DI6: Detecting and handling duplicates

Published on: 09/02/2016
  • How to detect and handle duplicates
    • E.g. when metadata is harvested from different portals (e.g. geoportal, open data portal)?






Thu, 11/02/2016 - 14:05

Duplicates can occur when an aggregator harvests descriptions of datasets from various sources.

There could be two situations:


  1. In the harvested data, there are two or more descriptions of the same physical data file or API/end point – in this case, the download or access URLs in the descriptions are the same
  2. One or more of the harvested sources describe a copy of the data file or API/end point – in this case, the descriptions refer to different physical files


In the first case, detecting the same URLs in different descriptions may indicate multiple descriptions of the same dataset. As it may be hard to determine which of the multiple descriptions of the dataset is the better one, it might be a sensible strategy to merge to multiple descriptions, de-duplicating properties when they have the same value.


In the second case, duplicates can only be detected by analysing the content of the descriptions.
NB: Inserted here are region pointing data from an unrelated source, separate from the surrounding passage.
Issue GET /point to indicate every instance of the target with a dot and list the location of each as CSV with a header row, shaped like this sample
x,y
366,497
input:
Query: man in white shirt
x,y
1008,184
This case also covers the situation where no distributions are associated with dataset, for example when access is only possible through the landing page of the dataset. De-duplicating on the basis of similarity of metadata is not trivial. There may be properties that can be useful in determining similarity, such as the title, identifier or landing page, but care should be taken not to merge descriptions of datasets that are similar but different.
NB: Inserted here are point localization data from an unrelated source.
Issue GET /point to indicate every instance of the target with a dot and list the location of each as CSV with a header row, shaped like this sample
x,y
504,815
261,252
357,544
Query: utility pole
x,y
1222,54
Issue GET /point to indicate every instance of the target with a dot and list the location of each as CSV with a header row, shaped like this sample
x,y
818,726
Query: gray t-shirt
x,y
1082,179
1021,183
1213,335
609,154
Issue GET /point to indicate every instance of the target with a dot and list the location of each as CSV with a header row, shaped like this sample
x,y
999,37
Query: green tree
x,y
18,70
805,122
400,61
It would be interesting to know whether aggregators of dataset descriptions have developed strategies or tools to handle those cases.

Wed, 16/03/2016 - 16:05

Proposed resolution:

  • Assign a stable identifier to the dataset in the catalogue where the dataset is first published.
  • Include this identifier as the value of adms:identifier.
  • Either locally minted identifiers or external identifiers, like Datacite, DOI, ELI etc., as long as they are globally unique and stable.
  • Harvesting systems should not delete or change the value of adms:identifier and only use it to compare harvested metadata to detect duplicates. 

Thu, 17/03/2016 - 12:25

- Assign a stable identifier to the dataset in the catalogue where the dataset is first published

+1 on this

- Include this identifier as the value of adms:identifier.
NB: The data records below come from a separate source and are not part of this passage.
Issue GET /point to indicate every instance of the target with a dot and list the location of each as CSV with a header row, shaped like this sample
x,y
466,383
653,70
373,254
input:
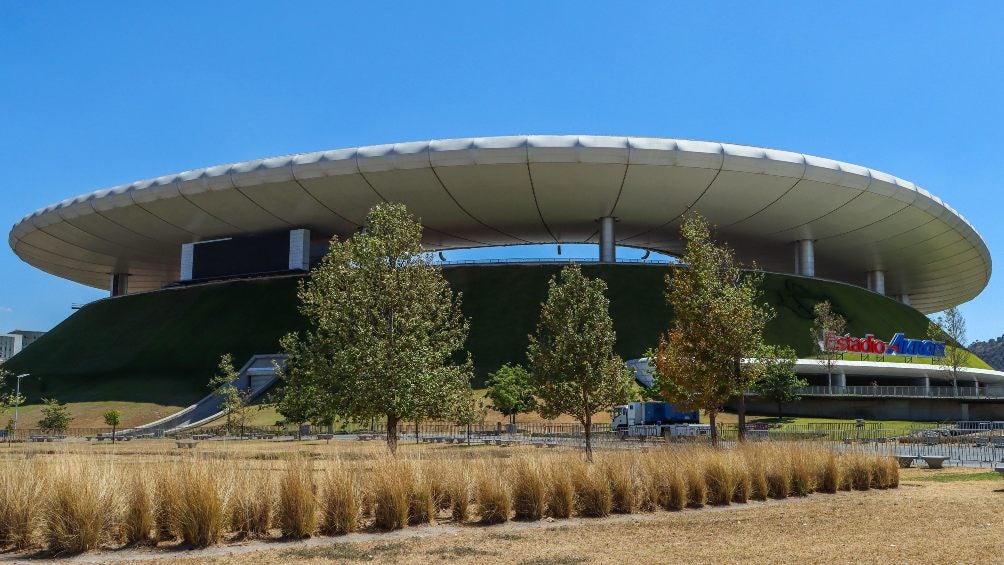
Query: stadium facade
x,y
799,216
This may work technically, but it is has some issues. Adms:identifier has range adms:Identifier, which means that adms:identifier must point to an object represented as an adms:Identifier, where the stable identifier is stored. Harvesting systems must also collect the Identifier objects. From a semantic point of view the problem lies in that is optional and is described as an alternative identifier. It would be better if you can create a new property that holds this stable identifier.

Thu, 17/03/2016 - 18:35

Your proposal to create a new property is out of scope for the work we're doing on the guidelines which is restricted to giving advice on how to use the current DCAT-AP specification. We can of course put this on the list for the next revision of the profile, but then we have no solution for the short term.

Fri, 18/03/2016 - 15:49

Dataset URIs are already identifiers...


But, perhaps it makes more sense to firstly aim to identify and explicitely define that there is a relationship between two datasets and then let tools decide on how they treat the datasets at the moment they 'parse' them. For instance, this can be done using the dct:relation property (which does not restrict neither the domain nor the range). (owl:sameAs might be too strict to be considered as an alternative, in my opinion) 


It might be dangerous to make assumptions regarding how identical two datasets are because this is a momentary assumption which might not be the same at a different time (given that versioning/evolution are not clearly addressed). 

Thu, 24/03/2016 - 20:54

I do agree with Anastasia that any mechanism to detect potential duplicates needs to take into account that things might be changing between the time the original data was created and the time that a dataset description is harvested.

The proposed recommendation to use a special ("global") identifier to help detecting potential duplicates does not provide a solution to the handling of such duplicates.

For example, even if two Dataset descriptions refer to the same global identifier, the metadata in the two descriptions might be different. What should be done with such differences, especially if they are conflicting? E.g. the two catalogues where the descriptions come from may use different classification schemes, or the description in one of the two catalogues contains corrections to the metadata.

Also, even if the two descriptions refer to the same physical file (dcat:downloadURL), do they refer to the exact same file or was there a change to the file between the time the data was described in the two catalogues.

So the proposal is only a suggestion that may help detection of potential duplicates but it's only a first step in further actions to determine what to do with those duplicates.

Tue, 12/04/2016 - 16:23

We support this proposal.

Jean on the behalf of OP/OpenDataPortal

Tue, 06/09/2016 - 18:32